In this study, we examine ICa in myocytes of the Pacific bluefin tuna. Despite the fact that little is known about their in vivo cardiac performance compared with other tunas, the bluefin group (including Atlantic, Pacific, and Southern bluefin) is of particular interest, because they display a wide thermal niche (2-31°C) (5, 19). This means that bluefin tuna may have to defend their endothermic skeletal muscle against large thermal gradients, and, at the same time, their cardiac tissue must operate at ambient water temperatures. The bluefin ventricle is proportionally larger and shows a higher SR Ca2+-ATPase activity than ventricles of other teleosts, including other tuna species. In fact, recent biochemical evidence suggests that a gradient of expression of SR Ca2+-ATPase activity exists among the Thunnus lineage, with bluefin tuna having higher levels than yellowfin tuna (28).
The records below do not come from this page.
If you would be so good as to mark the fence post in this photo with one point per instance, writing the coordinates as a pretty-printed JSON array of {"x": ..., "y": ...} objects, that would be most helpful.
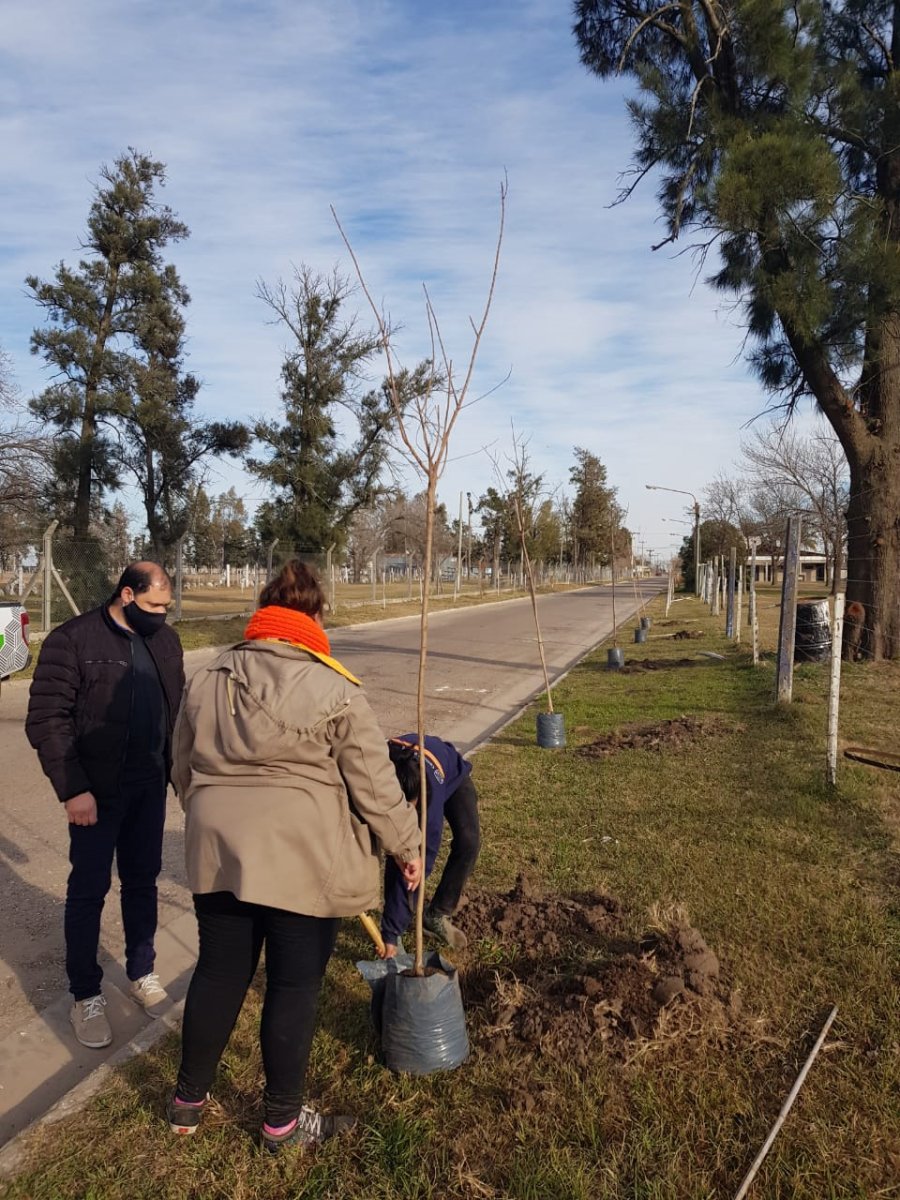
[
  {"x": 739, "y": 603},
  {"x": 751, "y": 603},
  {"x": 717, "y": 591},
  {"x": 46, "y": 615},
  {"x": 330, "y": 577},
  {"x": 834, "y": 690},
  {"x": 730, "y": 594},
  {"x": 179, "y": 575},
  {"x": 787, "y": 623}
]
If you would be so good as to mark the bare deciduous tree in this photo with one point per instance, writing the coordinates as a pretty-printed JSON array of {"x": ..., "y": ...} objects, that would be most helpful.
[{"x": 425, "y": 424}]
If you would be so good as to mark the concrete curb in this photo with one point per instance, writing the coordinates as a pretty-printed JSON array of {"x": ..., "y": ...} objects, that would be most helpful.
[{"x": 15, "y": 1153}]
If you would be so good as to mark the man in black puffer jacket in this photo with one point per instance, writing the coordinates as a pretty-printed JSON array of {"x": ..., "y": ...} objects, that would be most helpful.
[{"x": 102, "y": 707}]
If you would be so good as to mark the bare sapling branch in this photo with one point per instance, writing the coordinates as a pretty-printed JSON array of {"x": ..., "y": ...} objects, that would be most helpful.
[{"x": 425, "y": 429}]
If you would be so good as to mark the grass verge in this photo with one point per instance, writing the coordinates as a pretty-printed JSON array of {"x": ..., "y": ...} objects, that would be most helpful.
[{"x": 795, "y": 887}]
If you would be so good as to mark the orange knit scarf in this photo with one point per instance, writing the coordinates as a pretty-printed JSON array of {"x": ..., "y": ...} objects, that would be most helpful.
[{"x": 277, "y": 624}]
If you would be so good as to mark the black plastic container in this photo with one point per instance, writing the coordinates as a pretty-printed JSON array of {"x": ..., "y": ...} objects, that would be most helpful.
[{"x": 813, "y": 640}]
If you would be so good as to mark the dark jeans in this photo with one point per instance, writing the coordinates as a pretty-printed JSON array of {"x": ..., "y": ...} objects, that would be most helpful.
[
  {"x": 461, "y": 814},
  {"x": 297, "y": 952},
  {"x": 130, "y": 829}
]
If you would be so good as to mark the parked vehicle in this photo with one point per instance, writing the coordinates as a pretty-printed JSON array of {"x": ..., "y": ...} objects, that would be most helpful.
[{"x": 13, "y": 639}]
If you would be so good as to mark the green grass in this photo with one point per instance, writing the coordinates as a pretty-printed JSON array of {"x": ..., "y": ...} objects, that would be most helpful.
[{"x": 793, "y": 886}]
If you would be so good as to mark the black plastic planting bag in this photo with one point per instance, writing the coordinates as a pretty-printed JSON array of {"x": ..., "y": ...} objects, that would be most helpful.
[{"x": 419, "y": 1019}]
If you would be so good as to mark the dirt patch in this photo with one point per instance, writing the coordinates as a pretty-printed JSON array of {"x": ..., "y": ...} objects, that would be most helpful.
[
  {"x": 657, "y": 665},
  {"x": 570, "y": 982},
  {"x": 677, "y": 733}
]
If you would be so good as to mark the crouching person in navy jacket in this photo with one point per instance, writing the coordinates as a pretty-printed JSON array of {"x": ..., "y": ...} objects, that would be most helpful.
[{"x": 451, "y": 797}]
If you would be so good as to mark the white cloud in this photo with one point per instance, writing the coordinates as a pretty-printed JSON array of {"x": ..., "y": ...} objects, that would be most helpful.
[{"x": 403, "y": 115}]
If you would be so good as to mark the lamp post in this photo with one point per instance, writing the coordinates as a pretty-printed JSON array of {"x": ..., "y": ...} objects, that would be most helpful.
[{"x": 681, "y": 491}]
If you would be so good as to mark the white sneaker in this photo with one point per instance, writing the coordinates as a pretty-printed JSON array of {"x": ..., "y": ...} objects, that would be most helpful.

To place potential specializations in L-type Ca2+ current characteristics into the context of scombrid evolution, we compared ICa of atrium and ventricle of bluefin tuna with that of Pacific mackerel (Scomber japonicus), an ectothermic sister taxon to the Thunnus genus that shares several morphological and physiological features. In particular, ventricular aerobic capacity is elevated in Pacific mackerel and the tunas relative to other teleosts (17). However, mackerel have metabolic rates typical of other active fish (17). In addition, the hearts of mackerels are significantly smaller relative to body mass (0.1-0.2% body mass) than those of tunas, and the mackerel SR appears to play a lesser role in E-C coupling (28, 39). We hypothesized that ICa in bluefin tuna cardiomyocytes would be larger and have faster kinetics than those measured in mackerel to increase cytosolic Ca2+ directly and to trigger Ca2+ release from the SR, inasmuch as these would lead to the known enhancement of contractile strength. As this study constitutes the first cellular investigation into sarcolemmal Ca2+ flux in these species, it was deemed important to examine both atrial and ventricular myocytes. Significant differences in atrial and ventricular myosin isoforms (23), myosin ATPase activities (24), and SR Ca2+ uptake activities and isometric contraction parameters (1) are apparent in fish hearts. In addition, the spatial distribution of L-type Ca2+ channels differs in atrium and ventricle of mammals (10). Yet no studies have explicitly compared the atrium and ventricle of fish with regard to sarcolemmal Ca2+ transport.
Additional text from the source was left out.